The Magnetic Films Group creates, explores and produces new insights into novel fundamental physics and novel materials related to magnetic phenomena. We investigate new phenomena and push the boundaries of fundamental understanding of nanostructured magnetic materials while developing potential novel concepts for applications ranging from information technologies to energy conversion.
In order to understand and control the electronic and magnetic properties of these materials, we synthesize thin film heterostructures using a variety of techniques including multi-target sputtering, e-beam evaporation and oxide- MBE and create complex lithographically patterned devices using these materials.
We focus particularly on emerging new phenomena associated with the interaction between spatial and magnetic length scales, as well as proximity effects. Heterostructures, which integrate ferromagnets, antiferromagnets, superconductors, and insulators bring complexity and richness as a result of interfacial coupling and dimensional confinement. We seek to understand the ultimate limits of miniaturization and prepare magnetic materials with specifically designed functionalities.

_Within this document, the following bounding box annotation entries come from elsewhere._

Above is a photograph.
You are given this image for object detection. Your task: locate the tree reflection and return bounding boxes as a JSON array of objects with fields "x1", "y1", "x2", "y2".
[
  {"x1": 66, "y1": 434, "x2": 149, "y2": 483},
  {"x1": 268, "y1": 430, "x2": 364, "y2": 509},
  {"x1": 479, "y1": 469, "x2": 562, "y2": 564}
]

We have at our disposal cutting-edge characterization tools which include the use of neutron-, synchrotron-, and electron-scattering and microscopy at DOE user facilities, as well as sophisticated in-house magneto-transport and thermo-galvanic measurements, low-temperature high-magnetic-field magnetic force microscopy, broadband ferromagnetic resonance, and spatially resolved Brillouin light scattering microscopy. This infrastructure enables us to comprehensively investigate magnetization dynamics, magneto-transport phenomena, and interfacial coupling effects.